Mitglieder einer Bürgerinitiative demonstrieren vor Beginn der Verhandlung über die dritte Piste in Schwechat. Sie fürchten durch mehr Flugverkehr um ihren Schlaf und ihre Gesundheit.

Foto: Christian Fischer

Schwechat - Paul Sekyra ist es gewohnt, Grundsätzliches zu erörtern. Wo hören die persönlichen Freiheiten auf und wie sehr darf der Staat sie einschränken? Wie viel Willkür steckt in jeder Grenzziehung, wo liegt die Grenze jeder wissenschaftlichen Erkenntnis? Täglich diskutiert der kleine Mann mit dem stolzen Schnurrbart solche Fragen, um eine Antwort zu finden auf die große Frage, die dahinter steht: Darf der Flughafen Wien eine dritte Piste bauen?

Bis zu 100 Starts und Landungen sollen dann in Spitzenzeiten pro Stunden möglich sein, etwa ein Drittel mehr als jetzt. Nur so kann der Passagierstrom von und nach Österreich bewältigt und Wien als Drehkreuz für Osteuropa erhalten werden, argumentieren die Flughafenbetreiber.

Sekyra ist Mitarbeiter der niederösterreichischen Landesregierung, Abteilung Umweltrecht. Er leitet die öffentliche Verhandlung zur Umweltverträglichkeitsprüfung des "Projekts Parallelpiste 11R/29L", die seit Montag abgehalten wird. Insgesamt acht Tage wird er auf einer Bühne in der Mehrzweckhalle Multiversum in Schwechat sitzen, umgeben von einer Phalanx aus 23 Wissenschaftlern, die erklären sollen, warum der Flughafen die Piste bauen darf. Im Parkett sitzen 100 erboste Anrainer, die das Gegenteil beweisen wollen. 13,7 Stunden Anhörung hat Sekyra bis Mittwoch bereits hinter sich.

Verhandlung

An diesem Tag werden jene Punkte verhandelt, die Flughafenanrainer am meisten beschäftigen: Lärmschutz und Umwelthygiene, die Frage also, ob Anrainer nachher noch schlafen können oder ob sie krank werden vom dauernden Lärm der Flieger.

Die Gutachten, die diese Fragen beantworten sollen, haben Klaus Scheuch und Engelbert Schaffert erstellt, zwei Professoren aus Berlin, führende Experten ihres Fachs, mit grauen Haaren, dünnen Brillen und der Aura gütiger Großväter. Schaffert redet über die Varianzen in Lärmprognosen, die nicht absehbare technische Entwicklung bei Flugzeugen, berücksichtigte Worst-Case-Varianten und die Lärmschutzvorschläge des Flughafens, die technisch auf dem neuesten Stand seien.

Scheuch erklärt das Problem der Wissenschaft mit Grenzwertsetzungen, wie der Durchschnitts- und wie der Maximalpegel bestimmt wird und warum manche Beschwerdeführer sich dabei vertan haben. Beide verweisen auf Studien, Tagungen und andere Autoren, im Publikum ernten sie immer wieder Kopfschütteln und bitter-hämisches Gelächter.

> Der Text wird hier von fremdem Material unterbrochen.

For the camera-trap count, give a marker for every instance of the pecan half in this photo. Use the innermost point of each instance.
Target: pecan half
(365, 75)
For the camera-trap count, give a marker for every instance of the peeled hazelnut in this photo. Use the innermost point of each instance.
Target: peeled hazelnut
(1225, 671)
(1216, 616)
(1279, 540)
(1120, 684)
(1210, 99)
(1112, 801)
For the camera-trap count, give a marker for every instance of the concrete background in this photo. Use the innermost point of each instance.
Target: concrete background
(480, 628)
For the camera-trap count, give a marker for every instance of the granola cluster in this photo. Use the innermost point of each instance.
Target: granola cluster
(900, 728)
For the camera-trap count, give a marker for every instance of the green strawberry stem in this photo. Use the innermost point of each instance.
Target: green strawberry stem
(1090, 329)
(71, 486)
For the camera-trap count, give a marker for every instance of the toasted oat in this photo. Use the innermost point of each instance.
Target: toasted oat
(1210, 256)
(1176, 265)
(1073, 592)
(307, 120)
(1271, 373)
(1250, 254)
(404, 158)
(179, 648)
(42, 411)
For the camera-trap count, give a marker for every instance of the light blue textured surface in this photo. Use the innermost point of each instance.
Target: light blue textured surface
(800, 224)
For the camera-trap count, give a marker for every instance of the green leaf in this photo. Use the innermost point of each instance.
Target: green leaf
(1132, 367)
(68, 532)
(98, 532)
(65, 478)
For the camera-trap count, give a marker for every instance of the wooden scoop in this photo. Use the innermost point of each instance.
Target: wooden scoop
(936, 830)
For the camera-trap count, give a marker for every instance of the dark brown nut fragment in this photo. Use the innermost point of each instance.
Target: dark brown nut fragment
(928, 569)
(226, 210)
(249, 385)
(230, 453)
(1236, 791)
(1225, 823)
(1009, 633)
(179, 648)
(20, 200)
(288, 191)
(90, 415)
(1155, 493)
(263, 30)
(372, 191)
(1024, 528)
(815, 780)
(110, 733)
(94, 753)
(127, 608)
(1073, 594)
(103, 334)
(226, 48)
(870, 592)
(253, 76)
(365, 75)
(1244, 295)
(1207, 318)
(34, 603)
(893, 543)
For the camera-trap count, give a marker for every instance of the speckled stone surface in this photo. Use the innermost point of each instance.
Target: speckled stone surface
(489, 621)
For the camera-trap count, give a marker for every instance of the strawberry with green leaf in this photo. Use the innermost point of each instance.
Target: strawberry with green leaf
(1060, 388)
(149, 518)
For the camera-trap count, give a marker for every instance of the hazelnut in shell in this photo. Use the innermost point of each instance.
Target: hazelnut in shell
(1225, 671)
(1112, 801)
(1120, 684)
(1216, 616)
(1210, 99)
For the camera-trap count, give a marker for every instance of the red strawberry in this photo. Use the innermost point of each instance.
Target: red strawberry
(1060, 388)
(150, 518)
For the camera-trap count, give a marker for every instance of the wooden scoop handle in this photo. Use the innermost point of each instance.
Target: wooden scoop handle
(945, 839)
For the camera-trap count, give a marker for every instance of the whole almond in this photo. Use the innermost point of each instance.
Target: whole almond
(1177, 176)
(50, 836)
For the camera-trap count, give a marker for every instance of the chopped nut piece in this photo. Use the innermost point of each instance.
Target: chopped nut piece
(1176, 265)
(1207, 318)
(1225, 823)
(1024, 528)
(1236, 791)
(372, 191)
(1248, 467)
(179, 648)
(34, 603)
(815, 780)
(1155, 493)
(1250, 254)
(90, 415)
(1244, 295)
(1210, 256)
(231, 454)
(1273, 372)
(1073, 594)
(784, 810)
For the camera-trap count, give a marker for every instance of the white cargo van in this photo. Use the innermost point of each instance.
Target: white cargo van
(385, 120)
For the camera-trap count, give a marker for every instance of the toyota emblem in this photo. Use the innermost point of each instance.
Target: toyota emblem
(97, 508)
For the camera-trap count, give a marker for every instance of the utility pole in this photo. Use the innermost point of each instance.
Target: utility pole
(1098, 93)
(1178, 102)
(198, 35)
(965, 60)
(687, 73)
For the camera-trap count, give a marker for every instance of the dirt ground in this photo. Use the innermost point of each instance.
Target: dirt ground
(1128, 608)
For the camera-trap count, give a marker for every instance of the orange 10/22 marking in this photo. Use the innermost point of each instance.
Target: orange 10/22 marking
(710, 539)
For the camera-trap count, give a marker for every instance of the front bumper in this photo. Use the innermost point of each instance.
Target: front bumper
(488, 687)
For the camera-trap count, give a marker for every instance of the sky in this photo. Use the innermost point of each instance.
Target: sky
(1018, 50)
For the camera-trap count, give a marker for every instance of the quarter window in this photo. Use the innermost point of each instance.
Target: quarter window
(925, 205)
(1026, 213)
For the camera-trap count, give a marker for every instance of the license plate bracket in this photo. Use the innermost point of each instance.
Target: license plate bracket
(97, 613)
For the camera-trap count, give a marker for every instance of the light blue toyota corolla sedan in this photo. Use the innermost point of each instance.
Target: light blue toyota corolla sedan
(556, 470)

Ein Pensionist aus Zwölfaxing kommt während des Vortrags erbost zum Podium und teilt Verhandlungsführer Sekyra mit, dass er nur "50-Prozent-Schallschutzfenster" bekommen hat, weil er auf der falschen Seite des Flusses wohnt, dort, wo die Belastung ein Dezibel unter dem Grenzwert liegt.

Rechtsstaat in Toilettenpause

Ein Mann, der sich als "Anrainer aus Liesing" vorstellt, kommt ans Mikrofon und erzählt mit Grabesstimme und dramatischen Pausen von der "Lärmzumutung", die nun zum "Lärmterror" wird, von Gesprächen, die in seinem Garten durch das Flugzeugdröhnen "ersterben", und dass jeder herzlich eingeladen sei, bei ihm vorbeizukommen und es selbst zu hören. Kurz vor der Mittagspause kritisiert noch ein Wissenschafter des Instituts für Umwelthygiene das Scheuch'sche Gutachten als voreingenommen und fehlerhaft.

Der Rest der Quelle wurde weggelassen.